R101- 2) Installé sur une petite place
            (D’après : « À l’écoute ».
Place, oreille, puits)

L’OREILLE

Installé sur une petite place, dans un quartier peu fréquenté d’une cité de province, je ne reçois la visite que de ceux, peu nombreux, qui non seulement remarquent ma présence, mais surtout prennent le temps de s’aventurer jusqu’au coin ombreux que j’occupe.
Il faut dire que mon aspect extérieur manque d’attrait : on peut facilement me prendre pour la margelle à moitié effondrée d’un puits, et ne pas voir qui je suis réellement, à savoir une oreille, installée là depuis nombre d’années, au point qu’une végétation sauvage l’a peu à peu colonisée. Mais malgré mon âge, je suis toujours apte à entendre ce qui peut s’entendre, à recevoir les confidences que l’on veut bien me faire, à engloutir dans l’obscurité de mon ventre les secrets les plus intimes.
J’ai cependant appris, avec le temps, à me contenter des paroles frustes ou sans importance (il faut dire que la qualité des confidences que l’on me fait décline d’année en année, et que j’ai renoncé depuis longtemps à retrouver celle des premiers temps), et c’est toujours avec respect que je les gobe. Mais il me semble que ceux qui se penchent sur moi (et qui bien souvent ne sont encore que des enfants, ou au contraire des vieillards plus ou moins sourds) le font davantage pour tester la profondeur de mon ventre que pour la qualité de mon écoute — quand ça n’est pas simplement pour tester leur propre voix. 

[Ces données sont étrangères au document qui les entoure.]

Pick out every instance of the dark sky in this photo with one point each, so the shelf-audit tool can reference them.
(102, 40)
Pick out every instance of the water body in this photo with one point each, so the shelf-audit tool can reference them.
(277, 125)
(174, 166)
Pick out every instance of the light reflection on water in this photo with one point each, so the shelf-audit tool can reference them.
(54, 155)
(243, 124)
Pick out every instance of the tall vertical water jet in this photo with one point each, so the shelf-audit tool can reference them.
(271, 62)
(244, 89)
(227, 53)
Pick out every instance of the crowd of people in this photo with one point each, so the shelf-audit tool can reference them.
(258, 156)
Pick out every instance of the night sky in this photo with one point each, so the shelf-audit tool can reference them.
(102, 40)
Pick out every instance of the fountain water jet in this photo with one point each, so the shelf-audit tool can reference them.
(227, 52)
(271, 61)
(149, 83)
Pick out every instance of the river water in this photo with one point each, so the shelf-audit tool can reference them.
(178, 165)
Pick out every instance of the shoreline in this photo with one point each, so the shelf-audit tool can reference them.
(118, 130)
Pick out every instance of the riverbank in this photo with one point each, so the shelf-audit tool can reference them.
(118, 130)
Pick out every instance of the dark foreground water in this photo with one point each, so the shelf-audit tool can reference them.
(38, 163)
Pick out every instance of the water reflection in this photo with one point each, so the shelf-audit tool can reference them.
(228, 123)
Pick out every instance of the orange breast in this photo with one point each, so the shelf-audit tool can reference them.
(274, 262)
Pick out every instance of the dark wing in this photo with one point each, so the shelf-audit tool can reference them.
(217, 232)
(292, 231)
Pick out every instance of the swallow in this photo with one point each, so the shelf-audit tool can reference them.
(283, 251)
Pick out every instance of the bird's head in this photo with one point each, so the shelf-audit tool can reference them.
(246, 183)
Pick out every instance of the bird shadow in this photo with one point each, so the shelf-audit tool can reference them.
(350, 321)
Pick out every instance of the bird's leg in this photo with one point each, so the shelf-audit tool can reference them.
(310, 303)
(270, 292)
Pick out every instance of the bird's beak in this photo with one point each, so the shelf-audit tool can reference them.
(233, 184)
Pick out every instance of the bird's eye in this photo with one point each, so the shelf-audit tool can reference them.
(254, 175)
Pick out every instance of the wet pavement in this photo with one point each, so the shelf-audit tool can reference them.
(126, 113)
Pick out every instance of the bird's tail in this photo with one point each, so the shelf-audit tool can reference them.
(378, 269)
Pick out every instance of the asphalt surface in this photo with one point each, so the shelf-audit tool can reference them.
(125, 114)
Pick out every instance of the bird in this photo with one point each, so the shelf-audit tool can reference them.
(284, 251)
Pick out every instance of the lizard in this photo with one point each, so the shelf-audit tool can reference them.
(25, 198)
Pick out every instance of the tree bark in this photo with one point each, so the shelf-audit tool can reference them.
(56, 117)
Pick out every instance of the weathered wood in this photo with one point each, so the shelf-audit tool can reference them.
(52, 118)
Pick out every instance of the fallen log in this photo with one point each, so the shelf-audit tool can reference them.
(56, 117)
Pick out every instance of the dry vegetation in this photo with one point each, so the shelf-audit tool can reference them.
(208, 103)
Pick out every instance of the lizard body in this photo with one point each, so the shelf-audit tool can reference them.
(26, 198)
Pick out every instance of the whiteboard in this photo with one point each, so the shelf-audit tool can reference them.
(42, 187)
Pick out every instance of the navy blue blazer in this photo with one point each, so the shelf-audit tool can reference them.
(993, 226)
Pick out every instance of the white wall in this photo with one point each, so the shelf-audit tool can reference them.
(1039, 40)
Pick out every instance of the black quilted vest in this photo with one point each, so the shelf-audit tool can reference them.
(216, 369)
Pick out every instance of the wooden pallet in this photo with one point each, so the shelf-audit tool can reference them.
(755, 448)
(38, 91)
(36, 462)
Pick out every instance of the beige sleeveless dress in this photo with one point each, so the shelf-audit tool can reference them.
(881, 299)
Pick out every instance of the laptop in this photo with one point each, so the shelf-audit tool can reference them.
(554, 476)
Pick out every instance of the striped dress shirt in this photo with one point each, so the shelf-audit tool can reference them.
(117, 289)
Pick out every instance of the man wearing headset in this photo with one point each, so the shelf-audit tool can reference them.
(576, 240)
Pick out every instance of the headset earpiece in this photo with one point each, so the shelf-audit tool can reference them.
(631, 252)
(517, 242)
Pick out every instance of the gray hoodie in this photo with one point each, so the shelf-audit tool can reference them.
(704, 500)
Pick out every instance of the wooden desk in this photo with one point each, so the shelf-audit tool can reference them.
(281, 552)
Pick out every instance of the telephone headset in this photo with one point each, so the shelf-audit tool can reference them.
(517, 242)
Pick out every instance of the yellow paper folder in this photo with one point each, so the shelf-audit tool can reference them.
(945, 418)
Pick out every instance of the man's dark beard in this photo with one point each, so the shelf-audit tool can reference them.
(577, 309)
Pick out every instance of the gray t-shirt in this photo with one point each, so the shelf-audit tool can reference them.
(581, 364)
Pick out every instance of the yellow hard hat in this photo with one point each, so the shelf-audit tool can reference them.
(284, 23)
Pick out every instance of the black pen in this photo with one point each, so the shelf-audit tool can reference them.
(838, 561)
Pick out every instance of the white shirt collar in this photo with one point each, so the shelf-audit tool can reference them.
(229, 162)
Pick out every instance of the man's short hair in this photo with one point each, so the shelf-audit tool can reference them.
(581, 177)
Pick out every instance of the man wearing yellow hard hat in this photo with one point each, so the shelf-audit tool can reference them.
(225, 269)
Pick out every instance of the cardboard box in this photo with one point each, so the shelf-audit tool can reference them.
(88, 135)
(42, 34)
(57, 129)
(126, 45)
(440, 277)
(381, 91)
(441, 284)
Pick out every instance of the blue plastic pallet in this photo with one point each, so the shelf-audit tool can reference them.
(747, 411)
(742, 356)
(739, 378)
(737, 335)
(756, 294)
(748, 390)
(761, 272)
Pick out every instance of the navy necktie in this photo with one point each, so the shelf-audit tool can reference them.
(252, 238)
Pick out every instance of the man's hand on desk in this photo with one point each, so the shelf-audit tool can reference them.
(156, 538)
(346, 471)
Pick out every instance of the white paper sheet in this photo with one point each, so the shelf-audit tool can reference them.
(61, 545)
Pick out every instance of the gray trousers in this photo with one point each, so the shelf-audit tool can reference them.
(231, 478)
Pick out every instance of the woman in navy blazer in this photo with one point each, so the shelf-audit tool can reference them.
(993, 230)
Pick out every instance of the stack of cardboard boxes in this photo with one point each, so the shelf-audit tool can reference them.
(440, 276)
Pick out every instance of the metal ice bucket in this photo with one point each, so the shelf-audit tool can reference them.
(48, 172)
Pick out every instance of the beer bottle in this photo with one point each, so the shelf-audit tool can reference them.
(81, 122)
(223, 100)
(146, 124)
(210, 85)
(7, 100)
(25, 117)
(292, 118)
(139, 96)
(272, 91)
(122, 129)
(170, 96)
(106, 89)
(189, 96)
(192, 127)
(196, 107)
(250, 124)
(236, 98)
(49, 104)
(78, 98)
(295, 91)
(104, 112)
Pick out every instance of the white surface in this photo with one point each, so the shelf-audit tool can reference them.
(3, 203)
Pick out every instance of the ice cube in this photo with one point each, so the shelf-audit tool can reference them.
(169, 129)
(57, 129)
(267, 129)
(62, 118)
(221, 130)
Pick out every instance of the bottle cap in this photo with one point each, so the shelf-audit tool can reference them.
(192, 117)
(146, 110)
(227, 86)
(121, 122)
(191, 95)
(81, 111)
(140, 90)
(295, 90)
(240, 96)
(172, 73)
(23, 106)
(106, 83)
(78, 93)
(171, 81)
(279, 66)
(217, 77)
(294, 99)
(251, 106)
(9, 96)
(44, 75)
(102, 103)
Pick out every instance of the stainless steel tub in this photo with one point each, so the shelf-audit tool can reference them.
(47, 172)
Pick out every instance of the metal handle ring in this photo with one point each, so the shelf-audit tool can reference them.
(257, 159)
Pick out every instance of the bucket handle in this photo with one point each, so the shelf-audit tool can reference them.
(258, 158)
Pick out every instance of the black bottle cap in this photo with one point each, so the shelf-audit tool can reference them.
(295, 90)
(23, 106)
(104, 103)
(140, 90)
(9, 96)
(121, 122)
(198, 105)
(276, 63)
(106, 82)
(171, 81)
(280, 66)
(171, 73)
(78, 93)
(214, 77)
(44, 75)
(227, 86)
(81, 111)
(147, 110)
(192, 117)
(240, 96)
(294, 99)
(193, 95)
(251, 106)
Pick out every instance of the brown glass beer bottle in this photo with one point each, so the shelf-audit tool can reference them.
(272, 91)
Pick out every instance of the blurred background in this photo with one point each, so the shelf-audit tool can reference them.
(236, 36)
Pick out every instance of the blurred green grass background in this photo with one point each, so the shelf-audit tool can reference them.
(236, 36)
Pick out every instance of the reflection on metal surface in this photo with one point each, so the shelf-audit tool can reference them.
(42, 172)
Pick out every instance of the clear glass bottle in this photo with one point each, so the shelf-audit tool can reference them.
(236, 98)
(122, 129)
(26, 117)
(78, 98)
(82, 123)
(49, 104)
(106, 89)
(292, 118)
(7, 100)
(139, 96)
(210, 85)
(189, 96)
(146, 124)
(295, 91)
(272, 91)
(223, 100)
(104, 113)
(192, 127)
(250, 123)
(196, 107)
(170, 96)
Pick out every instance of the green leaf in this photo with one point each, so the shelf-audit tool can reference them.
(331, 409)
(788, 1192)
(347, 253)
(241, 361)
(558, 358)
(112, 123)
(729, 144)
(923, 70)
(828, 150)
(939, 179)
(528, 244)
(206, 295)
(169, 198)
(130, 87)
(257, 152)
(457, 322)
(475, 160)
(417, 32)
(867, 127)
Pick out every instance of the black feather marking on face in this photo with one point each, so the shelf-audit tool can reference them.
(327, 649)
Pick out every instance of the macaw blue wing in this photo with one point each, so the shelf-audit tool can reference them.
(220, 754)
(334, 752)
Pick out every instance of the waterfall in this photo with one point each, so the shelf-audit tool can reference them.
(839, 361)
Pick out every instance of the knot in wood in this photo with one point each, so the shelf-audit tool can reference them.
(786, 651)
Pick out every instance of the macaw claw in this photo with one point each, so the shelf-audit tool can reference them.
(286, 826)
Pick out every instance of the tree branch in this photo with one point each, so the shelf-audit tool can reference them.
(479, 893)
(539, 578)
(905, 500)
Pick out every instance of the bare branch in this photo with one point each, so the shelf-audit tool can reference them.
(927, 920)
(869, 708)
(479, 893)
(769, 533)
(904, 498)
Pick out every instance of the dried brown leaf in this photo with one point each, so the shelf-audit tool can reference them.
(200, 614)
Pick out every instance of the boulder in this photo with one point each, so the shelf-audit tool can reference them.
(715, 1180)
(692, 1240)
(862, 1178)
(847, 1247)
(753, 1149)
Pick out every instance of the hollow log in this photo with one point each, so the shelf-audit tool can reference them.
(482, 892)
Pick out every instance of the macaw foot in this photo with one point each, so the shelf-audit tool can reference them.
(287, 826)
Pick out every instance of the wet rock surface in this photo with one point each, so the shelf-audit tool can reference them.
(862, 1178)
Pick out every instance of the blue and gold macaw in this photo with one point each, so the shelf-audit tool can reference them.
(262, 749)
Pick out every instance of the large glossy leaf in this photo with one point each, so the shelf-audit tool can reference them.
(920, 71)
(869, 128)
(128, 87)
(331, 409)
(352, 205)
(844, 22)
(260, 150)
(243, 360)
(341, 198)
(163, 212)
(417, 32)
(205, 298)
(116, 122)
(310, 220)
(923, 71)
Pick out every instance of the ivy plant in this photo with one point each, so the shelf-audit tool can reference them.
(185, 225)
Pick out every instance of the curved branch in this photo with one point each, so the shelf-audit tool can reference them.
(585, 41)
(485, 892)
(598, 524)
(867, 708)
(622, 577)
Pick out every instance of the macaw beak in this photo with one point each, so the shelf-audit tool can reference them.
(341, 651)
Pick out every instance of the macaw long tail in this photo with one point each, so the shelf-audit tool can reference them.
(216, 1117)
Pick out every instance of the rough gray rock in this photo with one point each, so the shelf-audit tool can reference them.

Je pourrais bien sûr changer de quartier, me débarrasser de cette mousse qui me recouvre et me fait perdre de mon maintien. Mais trouverais-je meilleurs confidents ailleurs ? Il me semble que c’est dans le temps qu’il me faudrait voyager bien plus que dans l’espace. Raison pour laquelle je préfère m’en tenir à cet abandon et à cette immobilité, afin qu’au moins le souvenir des confidences anciennes résonne encore un peu en moi, lorsque la ville se tait et qu’enfants et vieillards ont déserté la place.